Le tempistiche nel calciomercato sono tutto. Intervenire al momento giusto spesso fa la differenza tra la chiusura e il fallimento di un affare. L'ultimo esempio ce lo regala il Milan, che grazie al tempestivo intervento di Leonardo è riuscito a strappare Paquetá alla concorrenza delle big d'Europa. Da quando è tornato in rossonero il direttore sportivo brasiliano ha ribaltato il modo di fare mercato di Mirabelli e Fassone: niente trattative 'in piazza', a Casa Milan, e niente confronto continuo con i giornalisti, spazio a un lavoro in trincea, con pochissimi spifferi, per evitare fughe di notizie.

IN ATTESA DELLA UEFA - Leonardo, da giocatore, è spesso stato quello dell'ultimo passaggio, dietro la scrivania non è tanto diverso. Una volta avuto l'ok da Elliott ha accelerato con il Flamengo, con il giocatore e con la sua famiglia. Doveva farlo, subito, per evitare il ritorno di Manchester City e Paris Saint-Germain, per non dare possibilità ad altri club di inserirsi.

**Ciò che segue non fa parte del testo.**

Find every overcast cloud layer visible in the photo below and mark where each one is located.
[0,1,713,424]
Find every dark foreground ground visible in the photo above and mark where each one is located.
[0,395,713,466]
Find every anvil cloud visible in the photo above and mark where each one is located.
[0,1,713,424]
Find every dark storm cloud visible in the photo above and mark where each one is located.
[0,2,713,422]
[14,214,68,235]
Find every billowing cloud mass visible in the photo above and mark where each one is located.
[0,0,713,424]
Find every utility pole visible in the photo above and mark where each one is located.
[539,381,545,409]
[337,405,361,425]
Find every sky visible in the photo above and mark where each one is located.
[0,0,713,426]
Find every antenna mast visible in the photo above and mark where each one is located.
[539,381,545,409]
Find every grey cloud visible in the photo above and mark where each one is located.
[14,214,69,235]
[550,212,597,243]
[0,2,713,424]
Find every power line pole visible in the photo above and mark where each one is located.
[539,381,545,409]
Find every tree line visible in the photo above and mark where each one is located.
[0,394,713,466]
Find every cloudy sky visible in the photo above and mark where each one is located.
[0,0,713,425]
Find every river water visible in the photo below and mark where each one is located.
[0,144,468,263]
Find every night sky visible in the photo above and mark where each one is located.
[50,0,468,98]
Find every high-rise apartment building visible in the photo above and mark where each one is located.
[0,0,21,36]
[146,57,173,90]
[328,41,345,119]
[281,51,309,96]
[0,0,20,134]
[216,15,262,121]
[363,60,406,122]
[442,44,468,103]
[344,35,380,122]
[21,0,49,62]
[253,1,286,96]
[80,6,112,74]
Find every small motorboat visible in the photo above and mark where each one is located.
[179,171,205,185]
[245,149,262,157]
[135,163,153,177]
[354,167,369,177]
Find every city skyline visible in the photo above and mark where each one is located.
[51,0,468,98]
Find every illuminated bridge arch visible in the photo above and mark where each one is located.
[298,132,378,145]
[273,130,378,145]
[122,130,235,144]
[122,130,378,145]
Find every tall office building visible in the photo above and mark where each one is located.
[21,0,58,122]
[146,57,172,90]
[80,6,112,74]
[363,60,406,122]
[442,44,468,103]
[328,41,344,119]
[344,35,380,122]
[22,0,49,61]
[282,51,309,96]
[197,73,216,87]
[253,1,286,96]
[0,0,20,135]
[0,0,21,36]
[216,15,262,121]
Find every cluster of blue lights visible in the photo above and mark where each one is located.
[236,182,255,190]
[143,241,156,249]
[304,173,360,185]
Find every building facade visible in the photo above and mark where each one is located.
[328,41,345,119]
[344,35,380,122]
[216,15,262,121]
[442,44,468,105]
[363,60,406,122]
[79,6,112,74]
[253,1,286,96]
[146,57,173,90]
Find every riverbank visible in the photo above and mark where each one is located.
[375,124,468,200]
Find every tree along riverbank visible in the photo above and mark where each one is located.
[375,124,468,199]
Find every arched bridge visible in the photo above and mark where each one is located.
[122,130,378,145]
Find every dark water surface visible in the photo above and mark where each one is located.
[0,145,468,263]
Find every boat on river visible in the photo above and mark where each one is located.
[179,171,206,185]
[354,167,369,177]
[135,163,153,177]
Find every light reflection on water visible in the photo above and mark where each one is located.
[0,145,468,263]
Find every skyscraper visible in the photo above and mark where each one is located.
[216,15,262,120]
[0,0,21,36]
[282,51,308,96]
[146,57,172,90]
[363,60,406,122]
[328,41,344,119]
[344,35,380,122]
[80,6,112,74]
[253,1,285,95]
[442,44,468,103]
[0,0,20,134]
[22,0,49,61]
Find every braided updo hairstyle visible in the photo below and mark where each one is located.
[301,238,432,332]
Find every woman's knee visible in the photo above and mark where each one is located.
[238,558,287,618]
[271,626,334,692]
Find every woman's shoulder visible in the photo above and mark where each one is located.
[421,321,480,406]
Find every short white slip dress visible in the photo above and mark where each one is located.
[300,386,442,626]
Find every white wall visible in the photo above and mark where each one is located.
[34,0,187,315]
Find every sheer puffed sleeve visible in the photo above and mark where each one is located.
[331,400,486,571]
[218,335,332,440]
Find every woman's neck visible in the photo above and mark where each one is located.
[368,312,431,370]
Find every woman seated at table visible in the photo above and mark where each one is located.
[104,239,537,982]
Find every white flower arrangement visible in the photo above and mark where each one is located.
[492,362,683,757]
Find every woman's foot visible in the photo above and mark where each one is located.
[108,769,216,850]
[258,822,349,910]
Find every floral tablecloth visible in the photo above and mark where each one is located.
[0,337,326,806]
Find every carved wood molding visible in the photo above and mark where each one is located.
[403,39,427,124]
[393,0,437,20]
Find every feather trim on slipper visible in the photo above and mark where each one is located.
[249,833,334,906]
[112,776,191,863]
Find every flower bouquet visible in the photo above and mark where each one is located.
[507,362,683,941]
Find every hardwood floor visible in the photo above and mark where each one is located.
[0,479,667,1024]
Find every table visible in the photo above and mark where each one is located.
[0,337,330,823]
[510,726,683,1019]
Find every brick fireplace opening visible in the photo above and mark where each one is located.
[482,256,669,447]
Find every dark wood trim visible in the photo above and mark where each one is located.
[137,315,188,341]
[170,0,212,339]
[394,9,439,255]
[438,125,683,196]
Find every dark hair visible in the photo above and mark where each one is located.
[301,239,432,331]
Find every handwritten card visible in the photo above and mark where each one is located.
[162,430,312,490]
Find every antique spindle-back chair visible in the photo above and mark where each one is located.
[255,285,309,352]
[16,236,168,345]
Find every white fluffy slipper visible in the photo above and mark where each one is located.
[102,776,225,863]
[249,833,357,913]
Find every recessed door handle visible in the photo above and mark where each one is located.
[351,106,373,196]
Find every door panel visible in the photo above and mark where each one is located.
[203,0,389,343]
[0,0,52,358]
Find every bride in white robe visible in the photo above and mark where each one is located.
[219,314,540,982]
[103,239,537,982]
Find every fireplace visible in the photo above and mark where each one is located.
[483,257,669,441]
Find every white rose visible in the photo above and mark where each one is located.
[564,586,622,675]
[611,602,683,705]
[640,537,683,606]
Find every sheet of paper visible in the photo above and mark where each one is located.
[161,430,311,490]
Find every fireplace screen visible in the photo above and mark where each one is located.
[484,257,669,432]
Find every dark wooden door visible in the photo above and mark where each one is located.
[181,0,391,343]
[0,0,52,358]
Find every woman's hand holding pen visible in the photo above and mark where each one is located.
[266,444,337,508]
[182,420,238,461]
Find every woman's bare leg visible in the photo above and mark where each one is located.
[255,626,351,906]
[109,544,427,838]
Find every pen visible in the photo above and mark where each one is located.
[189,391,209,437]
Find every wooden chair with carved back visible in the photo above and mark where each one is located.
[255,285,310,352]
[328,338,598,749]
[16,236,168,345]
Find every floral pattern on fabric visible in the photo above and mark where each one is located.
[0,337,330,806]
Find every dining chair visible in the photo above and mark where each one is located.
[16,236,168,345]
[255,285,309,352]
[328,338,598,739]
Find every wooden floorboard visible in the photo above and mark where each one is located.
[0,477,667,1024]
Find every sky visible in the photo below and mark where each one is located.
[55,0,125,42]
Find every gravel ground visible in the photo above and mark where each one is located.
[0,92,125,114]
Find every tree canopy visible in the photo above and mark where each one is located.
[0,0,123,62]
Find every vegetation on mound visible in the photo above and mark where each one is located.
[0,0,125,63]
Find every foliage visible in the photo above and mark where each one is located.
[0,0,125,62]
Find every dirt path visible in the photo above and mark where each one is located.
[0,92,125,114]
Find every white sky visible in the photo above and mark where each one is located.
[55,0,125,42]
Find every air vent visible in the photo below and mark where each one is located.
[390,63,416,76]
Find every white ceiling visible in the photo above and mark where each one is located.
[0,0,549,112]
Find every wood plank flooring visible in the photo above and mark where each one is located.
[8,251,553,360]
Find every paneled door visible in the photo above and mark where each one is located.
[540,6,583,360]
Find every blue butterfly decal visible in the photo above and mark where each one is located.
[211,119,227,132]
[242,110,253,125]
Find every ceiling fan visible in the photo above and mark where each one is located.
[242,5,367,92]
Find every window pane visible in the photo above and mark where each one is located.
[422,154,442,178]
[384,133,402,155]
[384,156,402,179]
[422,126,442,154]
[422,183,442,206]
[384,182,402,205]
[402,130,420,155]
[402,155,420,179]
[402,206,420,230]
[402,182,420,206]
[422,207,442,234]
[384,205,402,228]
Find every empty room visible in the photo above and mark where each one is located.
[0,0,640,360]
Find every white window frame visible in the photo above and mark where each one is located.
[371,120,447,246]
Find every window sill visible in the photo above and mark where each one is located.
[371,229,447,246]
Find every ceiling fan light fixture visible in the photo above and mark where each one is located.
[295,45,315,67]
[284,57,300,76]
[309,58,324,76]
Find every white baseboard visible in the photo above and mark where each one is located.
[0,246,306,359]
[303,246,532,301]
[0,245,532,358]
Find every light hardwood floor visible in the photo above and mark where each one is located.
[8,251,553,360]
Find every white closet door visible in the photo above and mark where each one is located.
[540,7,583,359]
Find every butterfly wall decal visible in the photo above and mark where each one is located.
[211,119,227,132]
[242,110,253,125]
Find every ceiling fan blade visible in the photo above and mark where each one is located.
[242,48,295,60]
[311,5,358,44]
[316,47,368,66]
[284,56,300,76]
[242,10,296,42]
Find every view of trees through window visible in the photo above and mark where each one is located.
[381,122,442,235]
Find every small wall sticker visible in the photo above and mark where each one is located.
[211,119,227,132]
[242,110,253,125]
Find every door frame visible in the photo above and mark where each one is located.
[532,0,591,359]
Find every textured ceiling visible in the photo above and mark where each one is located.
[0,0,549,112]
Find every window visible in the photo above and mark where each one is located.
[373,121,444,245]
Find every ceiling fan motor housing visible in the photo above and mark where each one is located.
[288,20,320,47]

Non c'era tempo di aspettare, anche se siamo solo a ottobre, anche se manca un mese e mezzo all'inizio della finestra invernale di calciomercato. L'altro motivo strategico, altrettanto valido, dell'improvvisa accelerata è legato al fairplay finanziario. Il Milan è ancora in attesa dei provvedimenti della Uefa. Entro fine mese il Tas comunicherà le motivazioni del provvedimento con cui è arrivata la scelta di reintegrare il club rossonero in Europa League. A quel punto servirà capire quella che sarà la presa di posizione della Uefa, che dovrà decidere se accettare la richiesta di Voluntary agreement, se imporre il Settlement e nel caso con quali paletti. Insomma meglio arrivare a Paquetá subito.